Heutzutage sind die realen Wechselkurse billiger, die externen Bilanzen solider und die Inflation generell niedriger, wie im Folgenden dargelegt. Außerdem haben die Zentralbanken wichtiger Länder, wie Russland, Brasilien und Mexiko, die Zinsen bereits angehoben, um eine steigende Inflation zu bekämpfen. Erste Anzeichen (und die immer noch große Produktionslücke) deuten darauf hin, dass diese erhöhte Inflation vorübergehend ist. Ist dies der Fall, werden die realen Zinsen der Schwellenländer noch attraktiver sein. Wichtig ist vor allem, dass der Anteil der von Ausländern gehaltenen lokalen Anleihen wesentlich niedriger ist als 2013.

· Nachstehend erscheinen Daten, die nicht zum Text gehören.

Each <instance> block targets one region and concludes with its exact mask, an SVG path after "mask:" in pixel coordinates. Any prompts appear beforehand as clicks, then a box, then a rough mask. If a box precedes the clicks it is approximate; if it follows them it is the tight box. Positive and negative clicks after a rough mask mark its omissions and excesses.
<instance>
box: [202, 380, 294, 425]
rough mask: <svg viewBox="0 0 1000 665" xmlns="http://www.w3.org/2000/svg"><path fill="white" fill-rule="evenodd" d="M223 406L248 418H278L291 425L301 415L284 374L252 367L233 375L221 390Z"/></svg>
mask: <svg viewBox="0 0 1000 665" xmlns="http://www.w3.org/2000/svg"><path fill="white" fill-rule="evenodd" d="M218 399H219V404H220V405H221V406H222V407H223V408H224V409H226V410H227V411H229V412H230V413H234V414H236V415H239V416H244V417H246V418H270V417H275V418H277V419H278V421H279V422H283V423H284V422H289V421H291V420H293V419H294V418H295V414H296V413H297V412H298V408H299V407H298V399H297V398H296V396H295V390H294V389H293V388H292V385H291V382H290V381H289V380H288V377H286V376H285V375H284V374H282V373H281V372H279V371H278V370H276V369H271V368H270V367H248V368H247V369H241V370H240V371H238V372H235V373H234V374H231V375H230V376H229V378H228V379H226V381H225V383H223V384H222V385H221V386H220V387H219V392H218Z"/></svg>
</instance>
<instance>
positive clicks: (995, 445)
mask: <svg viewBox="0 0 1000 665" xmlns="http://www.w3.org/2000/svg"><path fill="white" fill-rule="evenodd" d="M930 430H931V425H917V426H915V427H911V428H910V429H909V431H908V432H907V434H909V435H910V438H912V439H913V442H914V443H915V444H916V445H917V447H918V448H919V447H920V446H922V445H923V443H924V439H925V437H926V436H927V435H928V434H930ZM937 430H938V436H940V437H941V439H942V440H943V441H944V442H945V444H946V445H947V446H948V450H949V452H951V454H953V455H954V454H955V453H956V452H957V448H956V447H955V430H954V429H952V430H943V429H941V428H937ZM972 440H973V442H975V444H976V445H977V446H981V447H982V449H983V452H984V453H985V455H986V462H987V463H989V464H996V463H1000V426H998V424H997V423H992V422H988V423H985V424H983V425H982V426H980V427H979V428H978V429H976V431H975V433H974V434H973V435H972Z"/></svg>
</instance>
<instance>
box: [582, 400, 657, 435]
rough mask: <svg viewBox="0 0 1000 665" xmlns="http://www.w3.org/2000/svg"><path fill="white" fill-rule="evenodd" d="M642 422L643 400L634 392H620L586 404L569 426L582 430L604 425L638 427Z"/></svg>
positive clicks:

Aus diesen Gründen ist es unwahrscheinlich, dass die Vermögenspreise der Schwellenländer im gleichen Ausmaß einbrechen wie in der Vergangenheit. Schließlich verweisen wir auch darauf, dass, sollte sich die Fed beim Tapering-Zyklus in Geduld üben oder ihren Ausblick aufgrund eines langsameren US-Wachstums korrigieren, eine beträchtliche Outperformance der Schwellenländer bevorstehen könnte.
Autor James Barrineau ist Co-Head of Emerging Markets Debt Relative bei Schroder Investment Management.